Miles Davis was a trumpet player during the era of Louis Armstrong and Dizzy Gillespie and has somehow been able to rise above the all-stars of his time to become one of the most influential jazz musician and composer in our history. One of the most remarkable characteristics of Davis' playing was his clear, round tone. The sound that he produced was the result of years and years of focus and discipline based solely on the idea of producing a perfect sound. This sound, in my opinion, can be described as "clean, smooth, or as I put earlier, round." In any of his recordings his tone is incredibly obvious because of how beautiful he makes the trumpet sound.

Oddly enough, as much as Miles Davis provides to the album "Seven Steps to Heaven", the reason I love this album isn't for the trumpet.
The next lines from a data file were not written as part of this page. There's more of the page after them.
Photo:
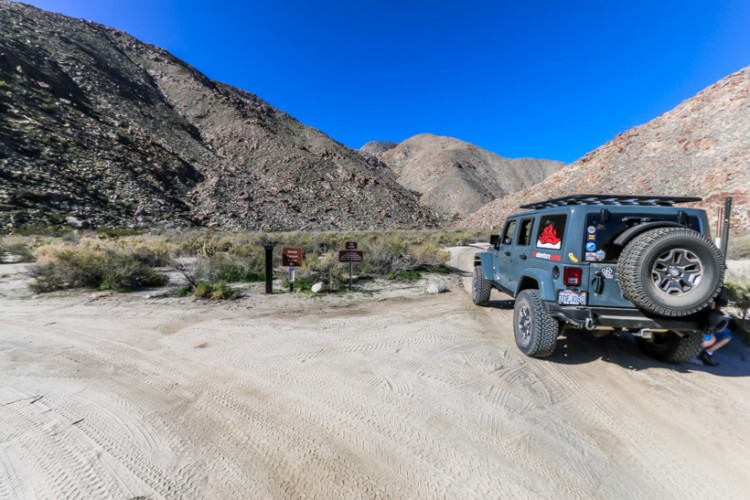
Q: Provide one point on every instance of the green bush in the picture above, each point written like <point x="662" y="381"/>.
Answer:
<point x="324" y="268"/>
<point x="739" y="246"/>
<point x="84" y="268"/>
<point x="215" y="291"/>
<point x="229" y="268"/>
<point x="18" y="252"/>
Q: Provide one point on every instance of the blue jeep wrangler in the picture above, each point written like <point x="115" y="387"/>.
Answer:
<point x="606" y="263"/>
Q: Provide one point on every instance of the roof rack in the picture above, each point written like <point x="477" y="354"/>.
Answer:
<point x="611" y="199"/>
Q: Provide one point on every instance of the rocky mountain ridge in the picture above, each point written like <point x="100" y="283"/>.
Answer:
<point x="455" y="178"/>
<point x="699" y="148"/>
<point x="99" y="128"/>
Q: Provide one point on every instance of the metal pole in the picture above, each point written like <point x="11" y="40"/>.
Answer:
<point x="725" y="230"/>
<point x="269" y="268"/>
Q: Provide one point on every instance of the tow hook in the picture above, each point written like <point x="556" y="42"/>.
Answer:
<point x="644" y="333"/>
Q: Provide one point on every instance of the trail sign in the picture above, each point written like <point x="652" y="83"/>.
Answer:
<point x="291" y="256"/>
<point x="351" y="256"/>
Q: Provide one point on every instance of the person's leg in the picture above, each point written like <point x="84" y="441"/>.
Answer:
<point x="718" y="345"/>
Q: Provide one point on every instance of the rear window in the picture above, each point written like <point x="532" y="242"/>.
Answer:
<point x="551" y="232"/>
<point x="600" y="235"/>
<point x="510" y="230"/>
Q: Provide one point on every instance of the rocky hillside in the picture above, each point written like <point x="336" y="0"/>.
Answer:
<point x="99" y="128"/>
<point x="455" y="178"/>
<point x="700" y="148"/>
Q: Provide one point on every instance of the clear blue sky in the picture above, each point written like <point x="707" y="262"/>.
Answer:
<point x="540" y="79"/>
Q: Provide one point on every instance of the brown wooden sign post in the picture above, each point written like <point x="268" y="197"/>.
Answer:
<point x="351" y="255"/>
<point x="291" y="257"/>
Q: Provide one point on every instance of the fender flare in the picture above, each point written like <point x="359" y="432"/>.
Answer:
<point x="540" y="280"/>
<point x="624" y="237"/>
<point x="484" y="259"/>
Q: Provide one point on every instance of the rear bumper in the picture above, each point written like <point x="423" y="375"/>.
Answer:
<point x="592" y="318"/>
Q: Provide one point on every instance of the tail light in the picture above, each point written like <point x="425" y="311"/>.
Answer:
<point x="572" y="276"/>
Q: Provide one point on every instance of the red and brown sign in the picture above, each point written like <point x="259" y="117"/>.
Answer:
<point x="291" y="256"/>
<point x="351" y="256"/>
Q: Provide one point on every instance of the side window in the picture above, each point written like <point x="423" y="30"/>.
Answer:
<point x="524" y="233"/>
<point x="551" y="232"/>
<point x="510" y="230"/>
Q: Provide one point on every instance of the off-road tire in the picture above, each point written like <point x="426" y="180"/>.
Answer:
<point x="534" y="329"/>
<point x="480" y="287"/>
<point x="672" y="348"/>
<point x="670" y="271"/>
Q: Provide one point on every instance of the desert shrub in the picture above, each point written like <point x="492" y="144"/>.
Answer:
<point x="393" y="255"/>
<point x="85" y="268"/>
<point x="229" y="268"/>
<point x="739" y="247"/>
<point x="15" y="251"/>
<point x="324" y="268"/>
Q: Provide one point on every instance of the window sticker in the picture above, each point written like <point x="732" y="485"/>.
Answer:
<point x="551" y="234"/>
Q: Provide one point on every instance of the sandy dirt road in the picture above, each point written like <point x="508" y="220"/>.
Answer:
<point x="378" y="394"/>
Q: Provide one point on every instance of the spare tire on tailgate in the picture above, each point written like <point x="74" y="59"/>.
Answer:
<point x="670" y="271"/>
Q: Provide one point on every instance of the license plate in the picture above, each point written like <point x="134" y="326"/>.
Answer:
<point x="571" y="298"/>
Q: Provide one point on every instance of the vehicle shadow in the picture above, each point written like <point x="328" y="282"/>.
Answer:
<point x="578" y="347"/>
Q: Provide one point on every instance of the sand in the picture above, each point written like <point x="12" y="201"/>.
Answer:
<point x="381" y="393"/>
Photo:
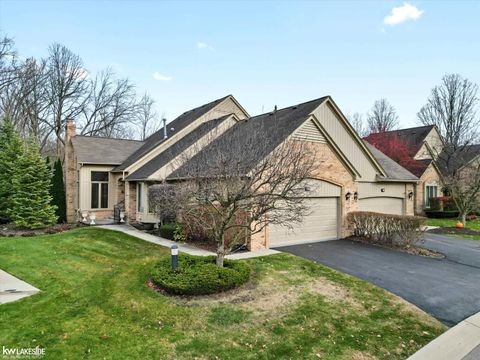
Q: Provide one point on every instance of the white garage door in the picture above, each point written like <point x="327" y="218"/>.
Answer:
<point x="320" y="224"/>
<point x="383" y="205"/>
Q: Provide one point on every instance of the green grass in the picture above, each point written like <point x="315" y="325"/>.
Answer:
<point x="95" y="304"/>
<point x="474" y="225"/>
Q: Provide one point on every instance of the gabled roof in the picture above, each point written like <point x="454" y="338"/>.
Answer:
<point x="412" y="137"/>
<point x="172" y="128"/>
<point x="175" y="150"/>
<point x="269" y="129"/>
<point x="394" y="171"/>
<point x="97" y="150"/>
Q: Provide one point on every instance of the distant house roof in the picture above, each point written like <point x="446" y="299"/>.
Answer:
<point x="97" y="150"/>
<point x="452" y="160"/>
<point x="178" y="124"/>
<point x="176" y="149"/>
<point x="412" y="137"/>
<point x="235" y="145"/>
<point x="394" y="171"/>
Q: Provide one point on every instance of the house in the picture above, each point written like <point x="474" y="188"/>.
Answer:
<point x="351" y="175"/>
<point x="416" y="149"/>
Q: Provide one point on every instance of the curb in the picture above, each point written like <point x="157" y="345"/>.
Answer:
<point x="455" y="344"/>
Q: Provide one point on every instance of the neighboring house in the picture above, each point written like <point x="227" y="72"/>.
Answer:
<point x="351" y="174"/>
<point x="415" y="149"/>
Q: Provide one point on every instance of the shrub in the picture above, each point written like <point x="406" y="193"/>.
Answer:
<point x="167" y="231"/>
<point x="386" y="228"/>
<point x="199" y="275"/>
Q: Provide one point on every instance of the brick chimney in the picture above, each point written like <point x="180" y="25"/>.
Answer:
<point x="70" y="168"/>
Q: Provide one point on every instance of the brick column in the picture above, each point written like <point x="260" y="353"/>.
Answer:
<point x="70" y="170"/>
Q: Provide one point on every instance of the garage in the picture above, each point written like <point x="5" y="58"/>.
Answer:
<point x="321" y="224"/>
<point x="386" y="205"/>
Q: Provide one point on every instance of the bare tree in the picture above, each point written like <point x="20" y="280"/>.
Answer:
<point x="356" y="120"/>
<point x="146" y="117"/>
<point x="238" y="184"/>
<point x="460" y="168"/>
<point x="109" y="107"/>
<point x="382" y="117"/>
<point x="452" y="107"/>
<point x="67" y="87"/>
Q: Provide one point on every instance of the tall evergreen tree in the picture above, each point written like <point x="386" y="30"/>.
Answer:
<point x="58" y="192"/>
<point x="31" y="199"/>
<point x="10" y="149"/>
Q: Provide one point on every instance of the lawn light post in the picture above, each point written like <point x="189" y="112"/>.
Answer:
<point x="174" y="251"/>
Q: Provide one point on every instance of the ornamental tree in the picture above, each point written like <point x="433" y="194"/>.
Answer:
<point x="31" y="200"/>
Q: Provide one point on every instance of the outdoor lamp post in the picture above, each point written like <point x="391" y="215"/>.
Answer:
<point x="174" y="251"/>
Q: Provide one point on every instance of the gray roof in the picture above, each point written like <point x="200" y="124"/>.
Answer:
<point x="450" y="160"/>
<point x="394" y="171"/>
<point x="176" y="149"/>
<point x="97" y="150"/>
<point x="243" y="145"/>
<point x="178" y="124"/>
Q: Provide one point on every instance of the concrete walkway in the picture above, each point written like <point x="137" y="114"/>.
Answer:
<point x="462" y="342"/>
<point x="13" y="289"/>
<point x="183" y="247"/>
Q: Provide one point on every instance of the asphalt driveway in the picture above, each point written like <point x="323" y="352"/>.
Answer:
<point x="448" y="289"/>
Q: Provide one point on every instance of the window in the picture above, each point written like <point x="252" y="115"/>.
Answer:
<point x="99" y="180"/>
<point x="140" y="197"/>
<point x="430" y="191"/>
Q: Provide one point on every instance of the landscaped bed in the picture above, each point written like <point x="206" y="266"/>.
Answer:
<point x="95" y="303"/>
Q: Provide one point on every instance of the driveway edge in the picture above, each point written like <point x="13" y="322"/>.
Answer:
<point x="455" y="344"/>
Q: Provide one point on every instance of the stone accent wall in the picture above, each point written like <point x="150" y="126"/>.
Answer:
<point x="70" y="173"/>
<point x="430" y="176"/>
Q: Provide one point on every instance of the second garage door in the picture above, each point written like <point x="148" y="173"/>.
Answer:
<point x="320" y="224"/>
<point x="384" y="205"/>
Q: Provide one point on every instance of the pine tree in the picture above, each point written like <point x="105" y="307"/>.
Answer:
<point x="31" y="199"/>
<point x="58" y="192"/>
<point x="10" y="150"/>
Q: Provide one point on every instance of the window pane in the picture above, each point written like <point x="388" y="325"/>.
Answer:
<point x="99" y="176"/>
<point x="104" y="196"/>
<point x="94" y="202"/>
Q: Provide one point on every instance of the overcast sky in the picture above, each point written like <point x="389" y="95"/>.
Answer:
<point x="264" y="53"/>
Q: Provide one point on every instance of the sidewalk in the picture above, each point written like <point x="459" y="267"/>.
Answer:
<point x="462" y="342"/>
<point x="13" y="289"/>
<point x="186" y="248"/>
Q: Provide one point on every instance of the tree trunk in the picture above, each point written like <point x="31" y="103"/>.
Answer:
<point x="220" y="255"/>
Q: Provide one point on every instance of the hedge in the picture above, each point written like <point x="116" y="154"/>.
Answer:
<point x="199" y="275"/>
<point x="386" y="228"/>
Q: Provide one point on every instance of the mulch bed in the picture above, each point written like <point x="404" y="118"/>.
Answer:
<point x="454" y="231"/>
<point x="413" y="250"/>
<point x="10" y="230"/>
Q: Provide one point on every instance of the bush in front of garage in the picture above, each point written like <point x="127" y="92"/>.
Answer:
<point x="387" y="229"/>
<point x="199" y="275"/>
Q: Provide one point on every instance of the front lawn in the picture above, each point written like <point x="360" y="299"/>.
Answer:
<point x="95" y="304"/>
<point x="450" y="223"/>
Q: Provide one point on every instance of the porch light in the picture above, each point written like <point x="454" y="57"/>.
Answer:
<point x="174" y="252"/>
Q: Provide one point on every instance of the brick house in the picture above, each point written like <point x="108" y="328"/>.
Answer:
<point x="423" y="145"/>
<point x="352" y="174"/>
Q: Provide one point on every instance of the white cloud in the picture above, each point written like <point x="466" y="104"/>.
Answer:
<point x="161" y="77"/>
<point x="201" y="45"/>
<point x="403" y="13"/>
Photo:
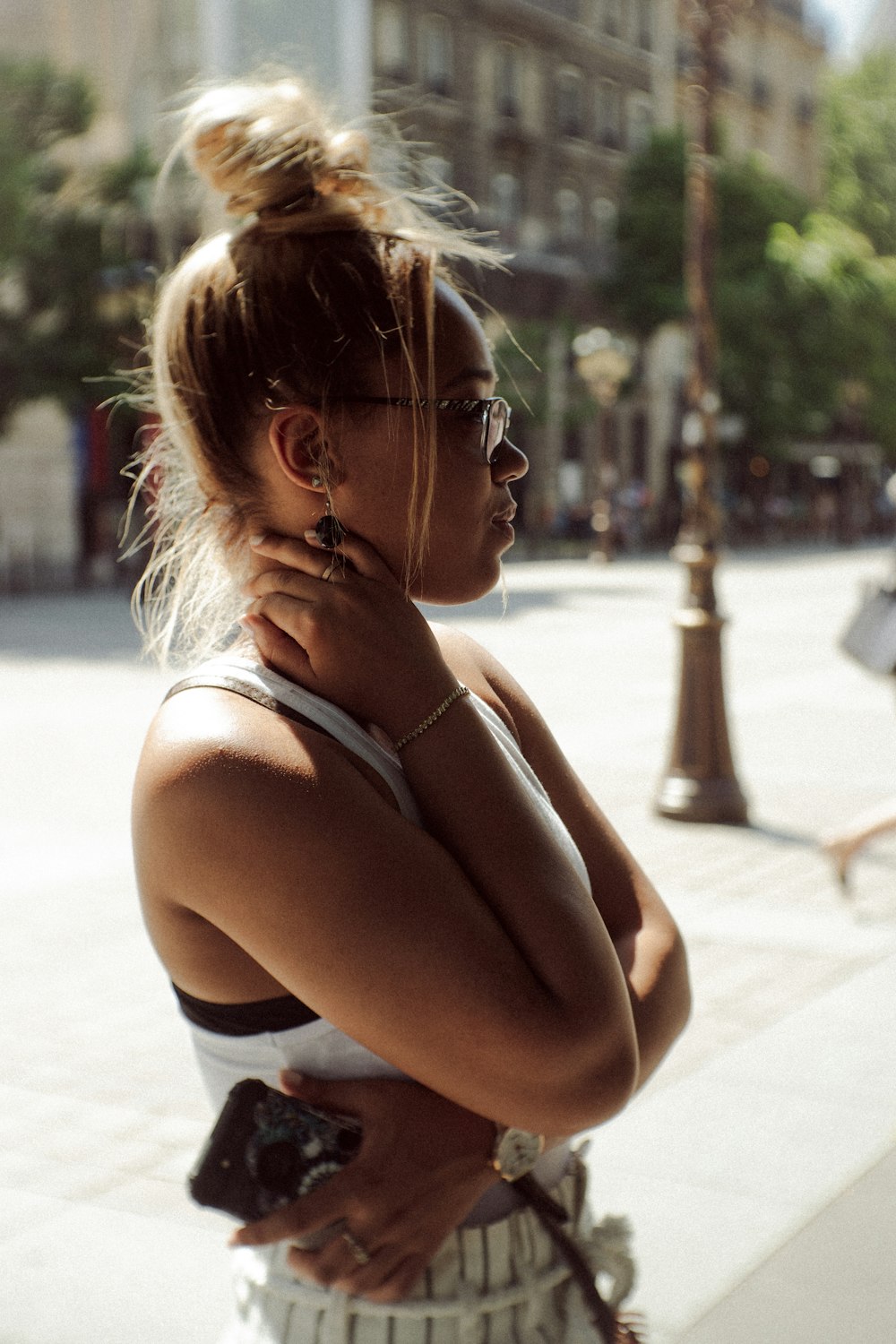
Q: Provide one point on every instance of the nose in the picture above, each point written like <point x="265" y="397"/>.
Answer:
<point x="509" y="462"/>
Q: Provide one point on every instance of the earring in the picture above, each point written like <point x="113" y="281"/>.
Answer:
<point x="330" y="530"/>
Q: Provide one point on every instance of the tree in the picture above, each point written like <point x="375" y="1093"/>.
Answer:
<point x="761" y="339"/>
<point x="842" y="300"/>
<point x="58" y="263"/>
<point x="858" y="117"/>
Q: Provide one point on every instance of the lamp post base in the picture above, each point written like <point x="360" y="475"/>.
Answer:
<point x="684" y="798"/>
<point x="700" y="782"/>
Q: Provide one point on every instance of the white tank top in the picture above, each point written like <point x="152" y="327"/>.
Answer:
<point x="319" y="1048"/>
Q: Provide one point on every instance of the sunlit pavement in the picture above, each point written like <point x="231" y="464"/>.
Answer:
<point x="758" y="1163"/>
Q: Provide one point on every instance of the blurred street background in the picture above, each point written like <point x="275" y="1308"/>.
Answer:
<point x="759" y="1166"/>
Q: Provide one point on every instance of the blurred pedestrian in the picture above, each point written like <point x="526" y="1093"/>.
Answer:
<point x="360" y="852"/>
<point x="842" y="846"/>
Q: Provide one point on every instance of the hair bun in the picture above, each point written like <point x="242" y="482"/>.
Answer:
<point x="271" y="153"/>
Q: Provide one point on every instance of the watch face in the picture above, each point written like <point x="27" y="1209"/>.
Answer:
<point x="516" y="1152"/>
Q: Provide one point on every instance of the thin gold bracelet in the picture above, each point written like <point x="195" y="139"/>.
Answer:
<point x="458" y="693"/>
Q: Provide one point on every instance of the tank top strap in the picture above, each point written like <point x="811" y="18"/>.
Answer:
<point x="254" y="682"/>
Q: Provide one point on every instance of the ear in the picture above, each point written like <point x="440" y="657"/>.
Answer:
<point x="297" y="443"/>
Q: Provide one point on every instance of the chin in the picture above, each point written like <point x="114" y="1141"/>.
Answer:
<point x="455" y="590"/>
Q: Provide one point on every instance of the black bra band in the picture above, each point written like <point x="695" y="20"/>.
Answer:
<point x="250" y="1019"/>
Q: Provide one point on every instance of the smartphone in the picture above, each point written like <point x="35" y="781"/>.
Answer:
<point x="268" y="1150"/>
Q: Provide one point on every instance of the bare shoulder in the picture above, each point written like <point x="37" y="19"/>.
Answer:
<point x="218" y="771"/>
<point x="490" y="680"/>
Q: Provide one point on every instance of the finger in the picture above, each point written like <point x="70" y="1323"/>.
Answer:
<point x="279" y="650"/>
<point x="349" y="1096"/>
<point x="359" y="554"/>
<point x="335" y="1266"/>
<point x="398" y="1284"/>
<point x="298" y="582"/>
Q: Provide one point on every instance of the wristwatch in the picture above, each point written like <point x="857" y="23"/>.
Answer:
<point x="514" y="1152"/>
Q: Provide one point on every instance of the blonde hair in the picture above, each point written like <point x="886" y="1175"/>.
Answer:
<point x="331" y="269"/>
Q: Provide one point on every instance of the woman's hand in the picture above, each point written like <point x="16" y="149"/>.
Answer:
<point x="422" y="1166"/>
<point x="339" y="624"/>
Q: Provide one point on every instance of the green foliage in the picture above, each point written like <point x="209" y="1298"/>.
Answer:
<point x="860" y="134"/>
<point x="804" y="306"/>
<point x="58" y="249"/>
<point x="646" y="284"/>
<point x="842" y="296"/>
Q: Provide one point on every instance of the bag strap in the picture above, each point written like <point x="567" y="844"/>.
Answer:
<point x="552" y="1215"/>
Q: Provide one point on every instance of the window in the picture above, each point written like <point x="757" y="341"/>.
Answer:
<point x="645" y="24"/>
<point x="506" y="199"/>
<point x="437" y="54"/>
<point x="640" y="125"/>
<point x="508" y="80"/>
<point x="605" y="214"/>
<point x="570" y="215"/>
<point x="390" y="39"/>
<point x="570" y="102"/>
<point x="610" y="115"/>
<point x="761" y="91"/>
<point x="805" y="109"/>
<point x="613" y="18"/>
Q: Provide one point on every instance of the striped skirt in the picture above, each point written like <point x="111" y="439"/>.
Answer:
<point x="497" y="1284"/>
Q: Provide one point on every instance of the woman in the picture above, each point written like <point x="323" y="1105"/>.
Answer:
<point x="351" y="865"/>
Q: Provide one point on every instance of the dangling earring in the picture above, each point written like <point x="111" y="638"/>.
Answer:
<point x="330" y="530"/>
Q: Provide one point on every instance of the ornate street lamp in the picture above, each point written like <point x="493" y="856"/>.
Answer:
<point x="700" y="782"/>
<point x="603" y="362"/>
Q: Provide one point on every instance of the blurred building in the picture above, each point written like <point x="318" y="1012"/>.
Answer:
<point x="771" y="75"/>
<point x="530" y="108"/>
<point x="880" y="27"/>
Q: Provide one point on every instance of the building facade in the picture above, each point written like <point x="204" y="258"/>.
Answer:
<point x="528" y="108"/>
<point x="771" y="72"/>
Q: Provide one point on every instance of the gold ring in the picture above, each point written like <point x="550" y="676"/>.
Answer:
<point x="360" y="1253"/>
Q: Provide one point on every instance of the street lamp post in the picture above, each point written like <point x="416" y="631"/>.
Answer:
<point x="700" y="782"/>
<point x="603" y="362"/>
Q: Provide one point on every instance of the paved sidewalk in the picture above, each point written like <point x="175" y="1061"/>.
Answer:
<point x="759" y="1164"/>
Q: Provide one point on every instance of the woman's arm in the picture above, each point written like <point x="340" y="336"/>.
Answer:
<point x="469" y="954"/>
<point x="645" y="935"/>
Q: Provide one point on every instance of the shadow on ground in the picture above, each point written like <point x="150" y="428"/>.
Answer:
<point x="97" y="625"/>
<point x="89" y="626"/>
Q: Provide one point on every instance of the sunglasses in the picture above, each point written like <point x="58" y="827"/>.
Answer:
<point x="492" y="413"/>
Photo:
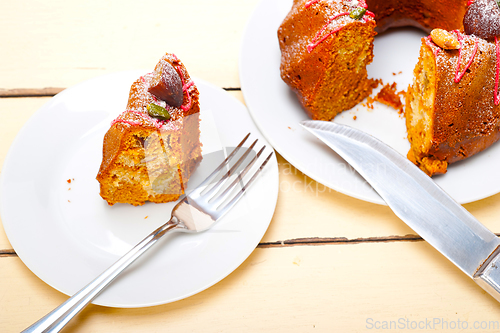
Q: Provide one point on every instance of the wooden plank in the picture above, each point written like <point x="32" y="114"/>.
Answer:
<point x="336" y="288"/>
<point x="60" y="43"/>
<point x="305" y="209"/>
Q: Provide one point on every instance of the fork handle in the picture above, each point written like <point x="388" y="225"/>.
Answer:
<point x="60" y="316"/>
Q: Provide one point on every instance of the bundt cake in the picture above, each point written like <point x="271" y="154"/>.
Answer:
<point x="327" y="44"/>
<point x="422" y="14"/>
<point x="452" y="106"/>
<point x="327" y="73"/>
<point x="153" y="147"/>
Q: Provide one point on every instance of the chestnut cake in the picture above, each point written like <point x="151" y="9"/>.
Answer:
<point x="327" y="44"/>
<point x="153" y="147"/>
<point x="452" y="107"/>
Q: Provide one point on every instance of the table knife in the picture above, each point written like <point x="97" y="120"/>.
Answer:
<point x="417" y="200"/>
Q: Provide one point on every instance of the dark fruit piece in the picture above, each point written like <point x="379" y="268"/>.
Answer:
<point x="482" y="19"/>
<point x="167" y="84"/>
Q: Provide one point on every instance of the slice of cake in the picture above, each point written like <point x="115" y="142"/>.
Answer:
<point x="452" y="107"/>
<point x="153" y="147"/>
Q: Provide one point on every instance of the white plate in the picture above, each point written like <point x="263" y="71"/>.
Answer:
<point x="277" y="112"/>
<point x="66" y="234"/>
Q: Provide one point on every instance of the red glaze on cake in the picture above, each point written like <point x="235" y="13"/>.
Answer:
<point x="150" y="158"/>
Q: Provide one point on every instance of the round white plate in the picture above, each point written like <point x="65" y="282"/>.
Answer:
<point x="67" y="235"/>
<point x="277" y="112"/>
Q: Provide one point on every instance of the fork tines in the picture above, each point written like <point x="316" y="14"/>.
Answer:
<point x="216" y="200"/>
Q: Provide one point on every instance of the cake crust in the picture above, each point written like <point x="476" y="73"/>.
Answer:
<point x="149" y="159"/>
<point x="450" y="118"/>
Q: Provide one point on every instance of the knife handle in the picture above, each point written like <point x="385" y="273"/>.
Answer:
<point x="488" y="275"/>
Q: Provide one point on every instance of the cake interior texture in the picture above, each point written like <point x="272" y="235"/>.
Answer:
<point x="149" y="156"/>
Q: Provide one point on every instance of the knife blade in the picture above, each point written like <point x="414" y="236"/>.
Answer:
<point x="417" y="200"/>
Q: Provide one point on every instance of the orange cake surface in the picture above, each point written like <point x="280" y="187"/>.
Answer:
<point x="452" y="109"/>
<point x="147" y="157"/>
<point x="327" y="44"/>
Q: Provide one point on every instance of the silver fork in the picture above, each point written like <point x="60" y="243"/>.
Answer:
<point x="195" y="212"/>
It's because of the rhythm section and how it fits together so perfectly with the talents of Davis. Specifically, the song Seven Steps to Heaven (mpeg-4 format) features the drumming of Tony Williams. The chorus of the song includes a small segment of a drum solo after every voice of the horn section. This type of progression is known as a "call-and-response" where one voice (the horn section) plays a melodic rhythm for a short duration, then the second voice (in this case, the drum set) repeats the rhythm and melody in their own language.

I use the word "language" because every instrument speaks in it's own different way. A scale doesn't sound the same on a trumpet as it does on a saxophone, and certainly is nothing like that of a drum set (though this. So if a call is made on a trumpet, the response is translated into the drummer's own interpretation of what the call would be on his own drum set. This creates an effect much more gratifying than listening to the "call" repeating itself over and over in a boring system that some bands like to call a "chorus".

Aside from the call-and-response section, this song also includes a full-length drum solo about halfway in. The reason I enjoy this solo over most other solos is the result of two criteria: Sound quality and spacing. Good sound quality requires concentration of (surprisingly) the quality of the sound. Any person can walk up to a drum and beat it with a drumstick, but to have good sound quality, a drummer must hit the drum with style and color. In a more applicable scenario, a novice may pick up a trumpet in produce a sound not distinguishable from a squeaky door or a dying cow, but Miles Davis could pick up a trumpet and produce one of the most beautiful, clear tone of all time. Obviously this is a very extreme example, but the point is that it takes years of practice to be able to produce a quality sound, and this is definitely apparent in the solo in "Seven Steps to Heaven."

Spacing is one of the most interesting concepts, yet one of the easiest to understand. If a musician fires away millions of notes in a blaring, mind-splitting solo, the audience will only be amazed by the fact that the musician is playing with speed and not be able to comprehend anything else. This is why spacing becomes important in a solo. If gaps are placed in a solo, even if they are very small, they give the listener a moment to process what they just heard before being ready to listen to anything else. The drum solo in this tune includes these gaps, intentionally placed for us to stand in awe of his grandeur.

The combination of the amazing trumpet playing of Miles Davis with the genius solo work of Tony Williams creates a jazz chart that is most definitely worth opening my stream of blogs with. I apologize for the extreme WALL OF TEXT (lots of words), but I believe I would not be able to describe this chart in fewer words without doing it justice.